How do fiction writers hack it? What's it like to live and write in the world's biggest, most expensive college town? I spoke with three of them — Junot Diaz, Askold Melnyczuk, and Carissa Halston — about their experiences here.

THE HEAVYWEIGHT

Junot Diaz — MacArthur genius, Pulitzer Prize winner, New Yorker favorite — lives in Boston during the school year. When the Dominican-American New Jersey native moved to Cambridge to teach writing at MIT, he was thrilled to find Rodney's in Central Square, a rambling, chaotic, remainder-heavy bookstore that occasionally hosts stand-up comedy nights. "I can find some of the strangest shit there," Diaz says.

For Diaz, bookstores are Boston's most salient feature, especially because readers hang out there. "Readers are my first nation," Diaz says. "I come from writing from a reader's perspective, and . . . one thing that Boston has in abundance is reading culture: there are a ton of readers here. As someone whose writing identity is predicated on the reader, this is a great place to live."

But not entirely — Diaz finds Boston "incredibly" white. "If you're the kind of person of color I am, Boston presents challenges," he says. "There's a general perception, true or not, that Boston isn't exactly a place where people of color want to be." Anyone who has read either of his short-story collections or his novel, The Brief Wondrous Life of Oscar Wao — books that draw heavily on the immigrant experience — can see how this might present a problem for him.

"Sources of inspiration are far sparer for me here," he says. "I am someone who is profoundly inspired by urban immigrant space, by the kind of circuits you find in world cities.
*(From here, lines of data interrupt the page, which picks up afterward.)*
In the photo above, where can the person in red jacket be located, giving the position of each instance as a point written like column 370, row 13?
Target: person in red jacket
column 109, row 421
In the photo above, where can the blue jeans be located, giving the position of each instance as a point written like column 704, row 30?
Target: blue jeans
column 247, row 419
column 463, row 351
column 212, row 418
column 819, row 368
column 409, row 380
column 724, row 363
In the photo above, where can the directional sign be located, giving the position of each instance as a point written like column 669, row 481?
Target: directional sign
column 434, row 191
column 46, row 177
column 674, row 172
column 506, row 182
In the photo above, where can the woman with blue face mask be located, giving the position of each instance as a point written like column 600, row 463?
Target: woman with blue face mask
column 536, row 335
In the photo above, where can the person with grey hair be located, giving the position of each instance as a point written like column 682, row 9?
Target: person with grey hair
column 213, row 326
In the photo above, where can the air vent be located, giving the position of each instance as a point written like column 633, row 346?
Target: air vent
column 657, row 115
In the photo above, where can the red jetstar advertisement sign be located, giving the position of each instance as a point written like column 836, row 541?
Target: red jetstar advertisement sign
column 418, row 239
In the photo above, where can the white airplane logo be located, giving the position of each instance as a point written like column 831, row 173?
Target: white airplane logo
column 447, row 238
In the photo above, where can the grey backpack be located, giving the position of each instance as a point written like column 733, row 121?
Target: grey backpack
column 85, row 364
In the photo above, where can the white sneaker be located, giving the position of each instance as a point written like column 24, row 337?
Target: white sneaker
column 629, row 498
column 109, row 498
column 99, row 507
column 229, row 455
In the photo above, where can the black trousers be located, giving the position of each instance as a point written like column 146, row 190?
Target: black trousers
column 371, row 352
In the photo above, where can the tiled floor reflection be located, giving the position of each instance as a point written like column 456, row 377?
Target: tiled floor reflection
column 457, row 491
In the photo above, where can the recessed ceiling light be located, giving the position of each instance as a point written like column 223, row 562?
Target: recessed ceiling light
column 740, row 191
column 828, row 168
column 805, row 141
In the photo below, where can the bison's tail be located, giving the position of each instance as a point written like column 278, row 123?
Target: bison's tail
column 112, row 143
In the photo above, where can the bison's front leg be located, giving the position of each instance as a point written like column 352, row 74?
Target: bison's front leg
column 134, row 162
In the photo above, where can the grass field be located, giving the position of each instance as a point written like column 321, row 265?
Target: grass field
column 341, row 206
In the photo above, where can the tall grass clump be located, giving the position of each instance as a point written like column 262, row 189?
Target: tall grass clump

Boston doesn't exactly have those things."

It's also very difficult to find takeout after midnight. "The very fact that the train stops running at midnight makes it cut down on the kind of insanity that a writer like me is interested in," he says.

But the same qualities that sap his imagination give Diaz the space to write. "As an author, writer, and artist, you have to drop into a more human rhythm," he says. "[Larger] cities aren't exactly a human rhythm, and Boston's size is more amenable to that."